While I’m constantly reading about book bloggers drooling over the smell of books fresh out of the Amazon box or off the store shelves, my book senses start tingling over a different book condition. Since I was a little girl, I’ve always had a desire to own used books. Yup, I love books that have been in the homes and hands of many other readers that have escaped into the world I’m getting ready to indulge in. I wouldn’t call it a fetish, I’d call it a mild obsession that started as a child and never went away.
I’m constantly hearing stories from my dad about how when I was a baby, I’d flip through magazines and look at the pictures. Obviously, I couldn’t read the words, but I just had to be surrounded by them. Growing up, money was always tight. As a young woman now in her early 20s, money is still tight. When money is not flowing out of your wallet like water, you have to become pretty crafty about how to get your hands on books. My mother took my younger brother and I to the library every week to pick out books to read. I loved reading books with slightly smudged plastic covers, discolored edges, and dog-eared pages. This meant someone before me had read it. Someone before me had dived into the very pages I was holding in my hands. They had laughed, cried, or hated this book before I did. Everyone who read this book before me had let this book into their life.
The library and its used books made my reading life more grand for many years during my childhood, but then a weird thing happened: I was getting older and I wanted to own my books.
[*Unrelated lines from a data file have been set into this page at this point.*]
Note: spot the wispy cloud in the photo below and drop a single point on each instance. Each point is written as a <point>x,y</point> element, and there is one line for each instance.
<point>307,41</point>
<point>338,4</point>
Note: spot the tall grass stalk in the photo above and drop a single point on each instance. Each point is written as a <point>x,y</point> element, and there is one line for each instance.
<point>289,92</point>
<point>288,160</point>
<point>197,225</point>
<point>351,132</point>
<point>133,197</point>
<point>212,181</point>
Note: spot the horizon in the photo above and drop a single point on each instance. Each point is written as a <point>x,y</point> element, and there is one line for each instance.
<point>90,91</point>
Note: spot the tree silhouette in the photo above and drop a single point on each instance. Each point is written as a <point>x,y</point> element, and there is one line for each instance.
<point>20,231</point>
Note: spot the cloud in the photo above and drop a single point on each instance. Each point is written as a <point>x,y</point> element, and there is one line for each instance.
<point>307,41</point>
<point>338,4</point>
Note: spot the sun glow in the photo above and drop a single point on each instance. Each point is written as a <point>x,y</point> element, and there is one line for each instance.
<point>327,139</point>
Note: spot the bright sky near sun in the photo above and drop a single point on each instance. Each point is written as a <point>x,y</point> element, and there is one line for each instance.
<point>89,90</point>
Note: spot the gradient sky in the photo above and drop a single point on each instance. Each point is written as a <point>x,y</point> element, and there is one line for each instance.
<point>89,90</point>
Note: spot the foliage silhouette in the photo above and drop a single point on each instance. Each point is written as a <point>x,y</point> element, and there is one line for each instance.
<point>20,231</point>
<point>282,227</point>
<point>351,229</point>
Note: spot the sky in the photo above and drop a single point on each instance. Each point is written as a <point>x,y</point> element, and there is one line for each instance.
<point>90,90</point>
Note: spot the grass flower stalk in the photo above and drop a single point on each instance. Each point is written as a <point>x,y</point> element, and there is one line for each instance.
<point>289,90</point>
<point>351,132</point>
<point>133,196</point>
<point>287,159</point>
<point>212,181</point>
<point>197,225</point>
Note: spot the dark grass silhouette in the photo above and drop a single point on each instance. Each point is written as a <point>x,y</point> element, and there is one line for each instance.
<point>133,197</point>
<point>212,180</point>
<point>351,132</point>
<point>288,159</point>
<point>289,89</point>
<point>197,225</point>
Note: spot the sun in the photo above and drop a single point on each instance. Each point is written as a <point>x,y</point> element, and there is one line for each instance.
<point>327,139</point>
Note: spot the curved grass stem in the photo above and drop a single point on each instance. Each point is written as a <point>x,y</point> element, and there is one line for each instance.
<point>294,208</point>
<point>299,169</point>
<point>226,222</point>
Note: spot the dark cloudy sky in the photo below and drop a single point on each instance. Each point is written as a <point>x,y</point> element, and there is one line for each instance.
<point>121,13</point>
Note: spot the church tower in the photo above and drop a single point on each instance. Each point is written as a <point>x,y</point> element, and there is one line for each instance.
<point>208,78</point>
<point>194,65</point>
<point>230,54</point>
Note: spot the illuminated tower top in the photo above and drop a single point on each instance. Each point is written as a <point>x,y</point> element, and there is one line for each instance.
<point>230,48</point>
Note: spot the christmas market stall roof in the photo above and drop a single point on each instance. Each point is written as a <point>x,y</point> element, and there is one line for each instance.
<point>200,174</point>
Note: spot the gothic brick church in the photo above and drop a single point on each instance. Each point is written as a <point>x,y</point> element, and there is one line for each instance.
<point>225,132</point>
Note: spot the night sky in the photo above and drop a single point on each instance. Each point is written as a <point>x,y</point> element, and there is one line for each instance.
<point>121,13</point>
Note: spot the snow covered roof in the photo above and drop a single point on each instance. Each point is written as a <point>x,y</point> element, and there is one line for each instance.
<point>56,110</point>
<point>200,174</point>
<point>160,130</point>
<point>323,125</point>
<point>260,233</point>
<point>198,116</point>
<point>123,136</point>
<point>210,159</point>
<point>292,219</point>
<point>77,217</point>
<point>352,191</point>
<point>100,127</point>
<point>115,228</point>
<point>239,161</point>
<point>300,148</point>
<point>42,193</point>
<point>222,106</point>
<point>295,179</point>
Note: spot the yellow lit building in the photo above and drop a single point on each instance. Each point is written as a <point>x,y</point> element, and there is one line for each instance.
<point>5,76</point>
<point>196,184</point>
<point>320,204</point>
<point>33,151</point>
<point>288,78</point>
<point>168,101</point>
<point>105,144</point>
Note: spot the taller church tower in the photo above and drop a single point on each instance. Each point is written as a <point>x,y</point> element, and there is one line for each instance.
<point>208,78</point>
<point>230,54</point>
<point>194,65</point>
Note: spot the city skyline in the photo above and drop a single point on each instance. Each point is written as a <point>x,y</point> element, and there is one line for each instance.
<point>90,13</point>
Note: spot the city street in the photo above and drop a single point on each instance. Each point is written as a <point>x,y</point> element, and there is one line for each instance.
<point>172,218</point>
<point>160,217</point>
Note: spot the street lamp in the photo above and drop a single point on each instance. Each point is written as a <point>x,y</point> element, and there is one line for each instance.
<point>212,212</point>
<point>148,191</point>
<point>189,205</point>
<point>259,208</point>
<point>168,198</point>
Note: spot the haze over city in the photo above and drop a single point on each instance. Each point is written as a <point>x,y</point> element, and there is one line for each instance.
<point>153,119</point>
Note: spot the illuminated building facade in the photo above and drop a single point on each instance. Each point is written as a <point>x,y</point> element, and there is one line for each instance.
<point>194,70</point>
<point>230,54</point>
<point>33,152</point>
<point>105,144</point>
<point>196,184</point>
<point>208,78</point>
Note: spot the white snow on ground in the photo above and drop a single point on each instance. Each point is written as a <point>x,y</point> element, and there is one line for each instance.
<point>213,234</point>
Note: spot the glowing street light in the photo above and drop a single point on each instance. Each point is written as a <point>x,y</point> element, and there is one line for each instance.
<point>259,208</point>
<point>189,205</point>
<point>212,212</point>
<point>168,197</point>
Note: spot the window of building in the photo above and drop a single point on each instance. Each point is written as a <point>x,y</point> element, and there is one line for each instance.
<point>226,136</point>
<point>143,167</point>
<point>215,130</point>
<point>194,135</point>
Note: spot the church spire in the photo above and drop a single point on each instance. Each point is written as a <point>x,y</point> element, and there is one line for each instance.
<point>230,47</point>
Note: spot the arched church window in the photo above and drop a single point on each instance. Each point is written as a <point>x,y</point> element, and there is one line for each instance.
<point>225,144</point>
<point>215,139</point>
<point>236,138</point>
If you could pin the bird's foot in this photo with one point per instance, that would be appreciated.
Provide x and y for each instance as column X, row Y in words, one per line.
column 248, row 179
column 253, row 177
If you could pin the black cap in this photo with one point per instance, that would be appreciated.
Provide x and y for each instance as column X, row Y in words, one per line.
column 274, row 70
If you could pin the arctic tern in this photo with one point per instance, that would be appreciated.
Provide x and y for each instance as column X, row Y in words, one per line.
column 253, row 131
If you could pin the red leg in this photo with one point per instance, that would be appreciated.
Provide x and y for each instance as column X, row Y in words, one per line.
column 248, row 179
I wanted to be able to see the worn covers of the books I loved the most on my own shelves. My first year of high school I was taking AP English and needed to read three classic literature books over the summer. Stopping by my local large chain bookstore (I won’t mention any names out of kindness), I picked out all 3 books only to calculate that they would cost me more than $60. I sat the books carefully back on the shelf and whipped out my phone to complain on Facebook about how much it was going to cost me to read books I didn’t even want to read.
A friend told me about a glorious used bookstore called Chamblin Bookmine. She said they sold used books for half off the original price and classic books were as low as $3. I begged my parents to drive me over to their westside location as quickly as possible. A place that sold used books at a huge discount (sales are my second favorite thing ever)? How could I resist? Chamblin Bookmine’s halls are glorious and seemingly endless mazes of used books stacked floor to ceiling. They sell every genre and every type of book there is. After hours of wandering around in wonderment, I found the three books I needed and only paid a whopping $9 for them! I vowed to come back with plenty of birthday and Christmas money to shop until my heart was content.
I’m not going to bore you with the details of what happened when I discovered Thriftbooks.com (basically the same thing that happened when I discovered Chamblin Bookmine, except online and with the click of the mouse). Most recently my city has started having more book sales and I frequent those whenever I get the chance. They don’t just feed my book obsession, they also help to give back to the very place that started my grand reading journey. Since used books are so cheap, I can add to my collection much quicker than if I was buying fresh new books. I haven’t bought a new book in years and there is one thing I know to be true: old book or new book, the amazing content doesn’t change. Now for birthdays and Christmas, I ask for book money in order to buy used books I really have no room for. I also find myself occasionally going to the library when money is nonexistent and getting books that book blogs declare “must reads.” Reading has helped me get through illness and depression in my short time on Earth. Every story, whether I liked it or not, has affected my life in some way. Knowing that the exact same book I held in my hands effected someone else before me makes the experience of reading much more special.